It's not like modern system (even my little budget system) needs the extra horsepowa.



No ROM battery
I suppose it will depend on your system.

Assuming Windows 7, you will want to do this if, for instance, you are running with 3 GB of RAM or less and want to do any sort of gaming without being thrown back to the desktop because Aero starts complaining.

On my case, with 4Gb I do it because running
- MS SQL Server 2008,
- Visual Studio 2010
- A WAMP stack (apache+mysql+php+ruby) serving a local bug tracking service I make avalaible to the outside through Dynamic DNS
- Browser with any number of tabs (including always-on documentation)
- And any number of side applications that may be required

... all those simply require of me to be more judicious about my memory and CPU usage. Increasing memory is always an option, although that would move me into 64 bit Windows. But unless I took care of business with something like 8 GB, I'd still probably be optimizing my windows services.

Oh, and some of us are just control freaks too...


Techgage Staff
Staff member
I suppose it will depend on your system.

That's an extremely good point to make.

I used to be extremely interested in tweaking Windows since Win 98se (which required it just to even work half the time) to Vista. Seven is the first version of Windows I just didn't see enough results from to bother mucking around under the hood with, as far as services are concerned.

The hassle and risk of side-effects didn't warrant the results for a high-end system. Too many experiences with future updates or some new program expecting a service to be there and running into issues when it wasn't under Vista, with no real idea what the true cause was without some digging. But that website link is handy, as I still want to know what some of these services do if I ever need to kill or restart one.


Techgage Staff
Staff member
Step 1 ... go into Scheduled Tasks and disable all the spyware...

Okay, I did forget I disabled some of the anonymous usage reporting in there, I had forgotten entirely about that mess. There are so many tasks set to autorun it's a wonder any single user at MS even knows what their own OS is doing.

I wonder if my OS would enter lock down and give my piracy warnings if I disabled the OS validation task it runs every 3 months? :rolleyes:

Rob Williams

Staff member
A lot of the staff here use Black Viper's service listings and optimizations, it's very in-depth and well covered, though it won't cover all installs, it does cover basic installs. Worth the perusal...
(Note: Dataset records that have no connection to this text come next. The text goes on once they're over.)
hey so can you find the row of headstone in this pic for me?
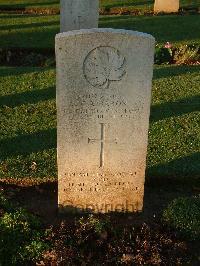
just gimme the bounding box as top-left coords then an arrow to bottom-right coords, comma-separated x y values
57,1 -> 155,213
60,0 -> 180,33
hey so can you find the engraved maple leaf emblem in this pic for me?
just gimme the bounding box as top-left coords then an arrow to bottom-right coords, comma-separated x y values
83,46 -> 126,89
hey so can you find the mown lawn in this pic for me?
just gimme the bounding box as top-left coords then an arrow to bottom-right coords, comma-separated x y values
0,0 -> 59,9
101,0 -> 199,9
0,65 -> 199,181
0,13 -> 199,49
0,0 -> 198,9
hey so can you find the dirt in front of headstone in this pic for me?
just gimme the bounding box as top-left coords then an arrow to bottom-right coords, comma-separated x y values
0,179 -> 58,225
0,178 -> 197,224
41,217 -> 199,265
0,178 -> 199,265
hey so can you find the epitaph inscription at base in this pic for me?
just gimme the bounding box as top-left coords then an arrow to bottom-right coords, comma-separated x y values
56,29 -> 155,213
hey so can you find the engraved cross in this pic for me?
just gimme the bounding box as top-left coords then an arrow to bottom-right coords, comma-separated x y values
88,123 -> 118,168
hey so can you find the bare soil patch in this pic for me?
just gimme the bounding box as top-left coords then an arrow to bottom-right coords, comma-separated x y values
0,179 -> 199,265
0,178 -> 198,224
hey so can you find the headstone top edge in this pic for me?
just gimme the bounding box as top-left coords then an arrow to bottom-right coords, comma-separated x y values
55,28 -> 155,42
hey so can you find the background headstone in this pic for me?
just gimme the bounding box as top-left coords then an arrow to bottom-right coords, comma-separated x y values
154,0 -> 179,13
56,29 -> 155,213
60,0 -> 99,32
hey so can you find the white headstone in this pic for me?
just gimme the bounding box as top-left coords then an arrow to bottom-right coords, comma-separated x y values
56,29 -> 155,213
60,0 -> 99,32
154,0 -> 179,13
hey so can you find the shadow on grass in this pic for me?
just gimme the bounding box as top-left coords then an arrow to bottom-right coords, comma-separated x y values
0,181 -> 58,223
153,65 -> 200,79
1,179 -> 198,229
0,86 -> 55,107
102,0 -> 153,9
150,95 -> 200,122
100,15 -> 135,22
0,14 -> 47,19
0,20 -> 58,31
0,15 -> 199,49
147,152 -> 200,182
99,14 -> 200,44
0,26 -> 59,49
0,178 -> 195,224
0,128 -> 56,160
0,66 -> 54,77
0,167 -> 198,229
0,1 -> 58,9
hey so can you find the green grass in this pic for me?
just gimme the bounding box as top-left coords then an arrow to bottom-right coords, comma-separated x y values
0,14 -> 59,49
0,0 -> 58,9
100,15 -> 200,45
101,0 -> 153,9
0,65 -> 199,181
0,67 -> 56,179
101,0 -> 200,9
149,65 -> 200,180
0,192 -> 49,265
0,14 -> 199,49
0,0 -> 199,9
163,196 -> 200,240
107,0 -> 197,9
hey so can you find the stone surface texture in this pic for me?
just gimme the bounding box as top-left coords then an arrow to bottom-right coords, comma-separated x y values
56,29 -> 155,213
154,0 -> 179,13
60,0 -> 99,32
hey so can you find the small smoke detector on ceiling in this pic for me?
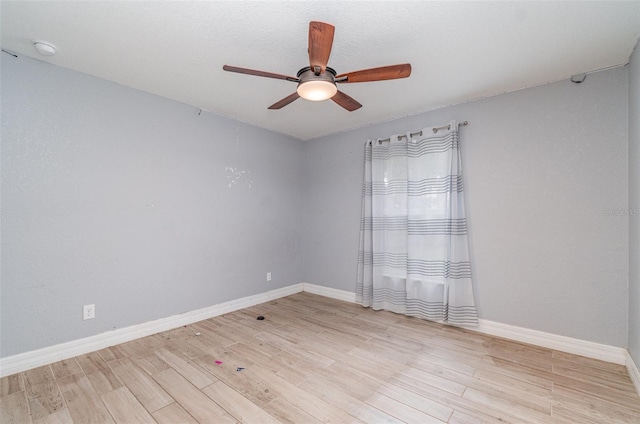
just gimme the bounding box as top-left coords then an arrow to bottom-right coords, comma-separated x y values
33,41 -> 57,56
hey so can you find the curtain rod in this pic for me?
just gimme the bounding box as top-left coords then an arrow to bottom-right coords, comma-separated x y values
375,121 -> 468,144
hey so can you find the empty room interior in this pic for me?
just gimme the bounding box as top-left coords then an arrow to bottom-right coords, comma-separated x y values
1,1 -> 640,423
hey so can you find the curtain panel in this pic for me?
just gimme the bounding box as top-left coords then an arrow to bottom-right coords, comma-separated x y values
356,120 -> 478,326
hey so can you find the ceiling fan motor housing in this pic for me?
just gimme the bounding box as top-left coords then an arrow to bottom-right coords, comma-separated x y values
297,66 -> 336,82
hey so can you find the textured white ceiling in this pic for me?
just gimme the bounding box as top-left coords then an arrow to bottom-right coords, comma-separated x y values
2,1 -> 639,140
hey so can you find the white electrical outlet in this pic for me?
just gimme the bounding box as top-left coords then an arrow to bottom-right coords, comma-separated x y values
83,304 -> 95,320
266,272 -> 272,282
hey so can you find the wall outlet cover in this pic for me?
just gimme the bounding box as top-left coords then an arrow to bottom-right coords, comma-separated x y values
83,304 -> 95,320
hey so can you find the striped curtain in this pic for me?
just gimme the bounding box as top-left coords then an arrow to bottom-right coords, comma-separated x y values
356,120 -> 478,326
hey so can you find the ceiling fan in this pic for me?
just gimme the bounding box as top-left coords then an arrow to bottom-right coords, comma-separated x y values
223,21 -> 411,112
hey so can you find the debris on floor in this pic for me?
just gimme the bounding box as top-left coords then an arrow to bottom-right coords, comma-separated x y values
214,360 -> 223,365
236,367 -> 245,372
256,315 -> 265,320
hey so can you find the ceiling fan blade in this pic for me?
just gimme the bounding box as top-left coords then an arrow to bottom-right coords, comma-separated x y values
308,21 -> 335,75
331,90 -> 362,112
336,63 -> 412,83
268,92 -> 300,110
223,65 -> 299,82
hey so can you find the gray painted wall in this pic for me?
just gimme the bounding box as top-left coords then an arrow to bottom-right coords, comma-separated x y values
303,67 -> 629,347
1,53 -> 633,359
1,56 -> 303,357
629,38 -> 640,366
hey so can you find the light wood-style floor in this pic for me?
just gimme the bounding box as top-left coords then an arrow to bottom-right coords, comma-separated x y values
1,293 -> 639,423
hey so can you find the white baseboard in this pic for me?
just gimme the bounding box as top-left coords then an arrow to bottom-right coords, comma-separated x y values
300,284 -> 630,367
303,282 -> 357,303
0,281 -> 633,389
0,283 -> 304,378
627,351 -> 640,395
474,319 -> 627,365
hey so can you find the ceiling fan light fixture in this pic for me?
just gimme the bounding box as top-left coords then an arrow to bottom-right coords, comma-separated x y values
296,80 -> 337,101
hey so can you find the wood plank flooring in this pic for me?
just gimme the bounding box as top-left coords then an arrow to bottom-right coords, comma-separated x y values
1,292 -> 639,423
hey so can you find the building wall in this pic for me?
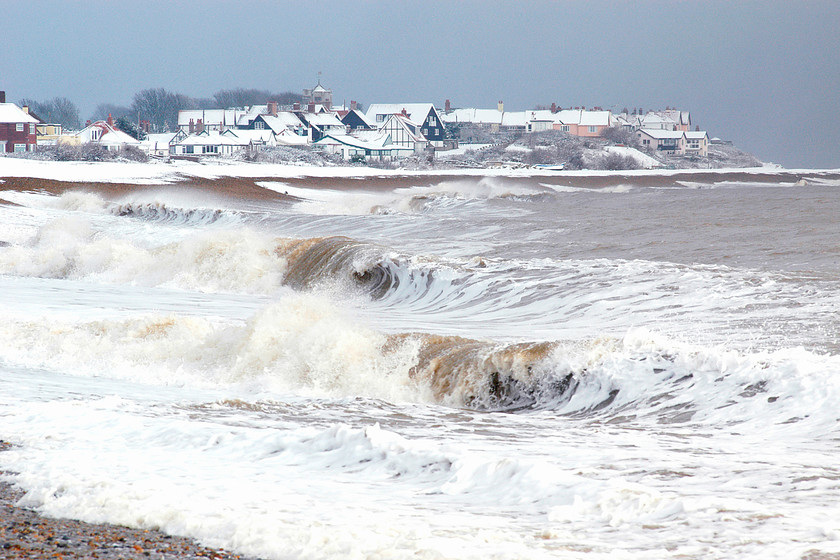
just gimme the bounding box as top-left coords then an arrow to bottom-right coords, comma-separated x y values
0,122 -> 37,152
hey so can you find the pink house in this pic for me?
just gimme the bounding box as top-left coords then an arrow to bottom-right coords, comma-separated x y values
552,109 -> 612,137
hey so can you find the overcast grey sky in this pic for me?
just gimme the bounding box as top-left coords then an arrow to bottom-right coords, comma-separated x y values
2,0 -> 838,168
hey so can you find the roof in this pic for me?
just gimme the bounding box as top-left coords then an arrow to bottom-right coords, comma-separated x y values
685,131 -> 708,139
637,129 -> 685,139
365,103 -> 437,126
305,112 -> 345,127
578,110 -> 612,127
342,109 -> 375,128
0,103 -> 39,124
177,109 -> 243,127
259,112 -> 305,133
175,129 -> 273,146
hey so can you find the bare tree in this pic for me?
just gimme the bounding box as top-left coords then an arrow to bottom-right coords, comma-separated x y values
212,88 -> 302,109
131,88 -> 196,132
90,103 -> 134,122
19,97 -> 81,130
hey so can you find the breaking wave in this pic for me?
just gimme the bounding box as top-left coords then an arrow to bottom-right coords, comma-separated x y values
2,288 -> 838,425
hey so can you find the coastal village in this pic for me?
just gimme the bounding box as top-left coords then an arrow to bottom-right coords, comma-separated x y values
1,83 -> 737,170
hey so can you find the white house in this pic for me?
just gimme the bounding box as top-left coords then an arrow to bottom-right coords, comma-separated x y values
72,118 -> 141,151
365,103 -> 446,147
314,132 -> 413,162
169,128 -> 274,157
377,114 -> 429,154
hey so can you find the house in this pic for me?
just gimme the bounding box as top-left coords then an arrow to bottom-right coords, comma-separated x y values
526,110 -> 559,133
636,129 -> 685,154
341,109 -> 375,132
302,82 -> 332,110
365,103 -> 446,147
552,109 -> 613,137
0,94 -> 39,153
377,113 -> 428,154
296,111 -> 346,142
684,130 -> 709,156
314,132 -> 413,162
177,109 -> 245,134
140,132 -> 178,157
639,112 -> 678,131
72,116 -> 140,151
169,128 -> 274,157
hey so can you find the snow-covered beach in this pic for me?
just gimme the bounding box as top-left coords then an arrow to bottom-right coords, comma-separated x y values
2,158 -> 840,559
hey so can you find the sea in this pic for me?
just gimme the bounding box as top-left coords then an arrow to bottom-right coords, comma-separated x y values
1,163 -> 840,559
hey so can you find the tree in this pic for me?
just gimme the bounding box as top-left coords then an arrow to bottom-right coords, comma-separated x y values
131,88 -> 196,132
211,88 -> 302,109
115,116 -> 146,140
90,103 -> 134,122
19,97 -> 81,130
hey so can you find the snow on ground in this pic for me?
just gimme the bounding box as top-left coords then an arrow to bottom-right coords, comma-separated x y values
1,154 -> 836,186
603,146 -> 662,169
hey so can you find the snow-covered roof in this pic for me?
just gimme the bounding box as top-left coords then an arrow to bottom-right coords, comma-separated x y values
73,121 -> 140,146
500,112 -> 528,127
685,131 -> 708,139
177,109 -> 243,127
176,129 -> 272,146
579,110 -> 612,127
365,103 -> 436,126
638,129 -> 685,139
527,110 -> 560,122
260,112 -> 305,133
0,103 -> 39,124
305,113 -> 345,127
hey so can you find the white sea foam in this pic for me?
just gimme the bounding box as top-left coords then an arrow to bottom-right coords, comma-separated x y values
3,164 -> 840,559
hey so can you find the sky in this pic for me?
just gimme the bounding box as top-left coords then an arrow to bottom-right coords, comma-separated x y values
2,0 -> 838,168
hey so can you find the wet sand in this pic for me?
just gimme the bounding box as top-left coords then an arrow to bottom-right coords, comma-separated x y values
1,168 -> 839,203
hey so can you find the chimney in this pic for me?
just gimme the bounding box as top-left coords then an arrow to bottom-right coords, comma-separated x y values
0,91 -> 5,103
308,102 -> 315,113
401,108 -> 408,117
550,102 -> 556,113
695,125 -> 700,131
86,120 -> 92,127
350,100 -> 357,111
497,100 -> 504,112
189,118 -> 195,134
268,101 -> 278,116
293,102 -> 300,111
445,99 -> 451,112
22,105 -> 29,114
107,113 -> 114,128
197,119 -> 204,133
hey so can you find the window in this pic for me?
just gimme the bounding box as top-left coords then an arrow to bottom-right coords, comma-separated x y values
376,114 -> 384,122
560,125 -> 570,132
16,123 -> 24,132
185,146 -> 194,154
91,129 -> 101,141
202,145 -> 218,154
428,116 -> 436,126
29,124 -> 35,134
255,121 -> 265,130
14,144 -> 26,152
589,126 -> 597,133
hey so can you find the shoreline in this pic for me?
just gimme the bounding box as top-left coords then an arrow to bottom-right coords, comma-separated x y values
0,441 -> 260,559
1,161 -> 839,201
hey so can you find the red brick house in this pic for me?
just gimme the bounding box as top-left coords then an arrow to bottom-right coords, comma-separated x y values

This is one of the references I looked at when deciding which services to disable on our testing machines. I am running most of the services listed there under the tweak section as disabled on my home PC and haven't ever encountered a problem (though no other PC can now detect this one on the network).

marfig said:
Oh, and some of us are just control freaks too...

This might be an accurate description of me. I run Gentoo Linux for a reason... I build the OS, I am not provided a pre-configured one. It means I have programs and services running that I tell it to run, not vice versa. I like that sort of control, and I love the knowledge that my PC is running as good as it can be.

I will admit that SSDs have somewhat negated the true need to disable a whack of services, but there's nothing wrong with spending a few minutes on it either way.